The cornerstones of a viable network are trust and ubiquity, but this is no easy task. MNOs not only need to find the appropriate partners, they also need to make the ecosystem relevant to the daily lives of their users. This can be done by capturing the various financial practices that constitute daily life, and by monitoring so-called unintended uses. One of the clearest examples of this – the use of M-PESA for the safe-storage of money suggests a latent demand for particular types of services, such as savings. By capturing and integrating these practices, MNOs increase the likelihood that their ecosystem will sustainable.


There are other ways to ensure sustainability. That is, through education initiatives targeting financial literacy. In the context of the mobile ecosystems this term has several meanings. At a more basic level, it could mean providing users with information regarding the various features of the application and could also mean explaining how these features can be navigated. Such initiatives are beneficial because they take some of the burden for education away from the retail agents handling cash-in and cash-out transactions. But financial education can be taken beyond lessons of simple usability, and involve those of better money management. These projects could teach the poor how to initiate savings plans, make strategic investment decisions, or seek out credit from formal financial institutions.
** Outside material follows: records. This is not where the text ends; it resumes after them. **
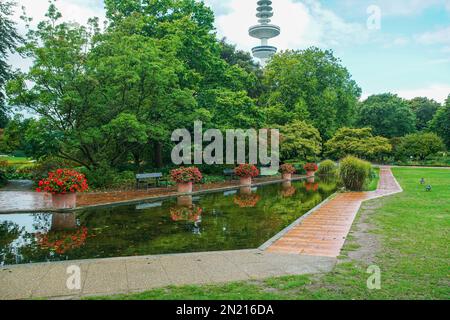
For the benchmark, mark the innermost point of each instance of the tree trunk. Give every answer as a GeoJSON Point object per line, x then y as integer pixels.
{"type": "Point", "coordinates": [158, 154]}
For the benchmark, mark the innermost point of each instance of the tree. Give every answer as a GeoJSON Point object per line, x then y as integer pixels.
{"type": "Point", "coordinates": [357, 142]}
{"type": "Point", "coordinates": [91, 88]}
{"type": "Point", "coordinates": [300, 141]}
{"type": "Point", "coordinates": [388, 115]}
{"type": "Point", "coordinates": [310, 85]}
{"type": "Point", "coordinates": [9, 39]}
{"type": "Point", "coordinates": [419, 145]}
{"type": "Point", "coordinates": [441, 122]}
{"type": "Point", "coordinates": [424, 109]}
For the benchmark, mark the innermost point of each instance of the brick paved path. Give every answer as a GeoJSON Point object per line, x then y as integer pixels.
{"type": "Point", "coordinates": [323, 232]}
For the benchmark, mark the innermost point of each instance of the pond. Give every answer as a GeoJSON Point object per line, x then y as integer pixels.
{"type": "Point", "coordinates": [244, 218]}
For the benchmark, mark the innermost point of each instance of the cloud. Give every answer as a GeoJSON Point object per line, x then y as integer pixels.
{"type": "Point", "coordinates": [438, 92]}
{"type": "Point", "coordinates": [439, 36]}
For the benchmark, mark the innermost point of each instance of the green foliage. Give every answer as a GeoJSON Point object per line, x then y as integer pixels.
{"type": "Point", "coordinates": [300, 141]}
{"type": "Point", "coordinates": [327, 167]}
{"type": "Point", "coordinates": [9, 40]}
{"type": "Point", "coordinates": [388, 115]}
{"type": "Point", "coordinates": [310, 85]}
{"type": "Point", "coordinates": [354, 173]}
{"type": "Point", "coordinates": [357, 142]}
{"type": "Point", "coordinates": [441, 122]}
{"type": "Point", "coordinates": [419, 146]}
{"type": "Point", "coordinates": [424, 109]}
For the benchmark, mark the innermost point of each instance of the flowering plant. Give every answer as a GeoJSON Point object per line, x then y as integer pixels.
{"type": "Point", "coordinates": [190, 214]}
{"type": "Point", "coordinates": [185, 175]}
{"type": "Point", "coordinates": [246, 170]}
{"type": "Point", "coordinates": [311, 167]}
{"type": "Point", "coordinates": [247, 200]}
{"type": "Point", "coordinates": [287, 168]}
{"type": "Point", "coordinates": [63, 241]}
{"type": "Point", "coordinates": [63, 181]}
If done properly, they could raise financial awareness and, in some cases, have positive implications for the livelihoods of poor users.
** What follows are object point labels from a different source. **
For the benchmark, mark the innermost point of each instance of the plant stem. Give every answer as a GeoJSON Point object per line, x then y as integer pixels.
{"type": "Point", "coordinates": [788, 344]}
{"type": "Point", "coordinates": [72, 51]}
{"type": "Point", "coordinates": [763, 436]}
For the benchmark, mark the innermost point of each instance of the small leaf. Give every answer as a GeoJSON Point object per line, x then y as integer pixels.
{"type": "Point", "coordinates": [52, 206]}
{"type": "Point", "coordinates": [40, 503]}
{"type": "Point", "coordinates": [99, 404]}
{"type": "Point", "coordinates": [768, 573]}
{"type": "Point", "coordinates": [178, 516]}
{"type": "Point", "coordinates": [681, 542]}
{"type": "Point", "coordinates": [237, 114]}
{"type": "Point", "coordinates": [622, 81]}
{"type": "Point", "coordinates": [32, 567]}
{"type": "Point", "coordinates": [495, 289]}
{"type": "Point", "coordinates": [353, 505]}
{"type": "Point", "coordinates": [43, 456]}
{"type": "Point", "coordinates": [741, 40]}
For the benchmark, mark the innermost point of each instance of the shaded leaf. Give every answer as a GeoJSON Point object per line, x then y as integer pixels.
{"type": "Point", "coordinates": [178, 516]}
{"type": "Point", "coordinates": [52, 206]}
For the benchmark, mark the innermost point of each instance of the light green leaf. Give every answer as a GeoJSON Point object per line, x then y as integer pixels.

Achieving a sufficient level of financial literacy is not an easy task – what to teach, and how to teach it, takes both time and money and whilst the onus of providing (consumer) education leans towards the service provider the boundaries of this responsibility are not clear. As such MNOs may not always be interested in such an investment. However by raising the level of financial and service literacy such initiatives will have substantial benefits for the MNO in the long run: on a personal level people are more willing to invest time and effort in using a wide range of services because there is a clear benefit; and within the broader society – that people are aware of the kinds of services that are available to them.

An increase in service use will not without its consequences – the integration of financial practices into the ecosystem makes them both more visible and more traceable, especially in countries where the majority of economic activity is currently informal.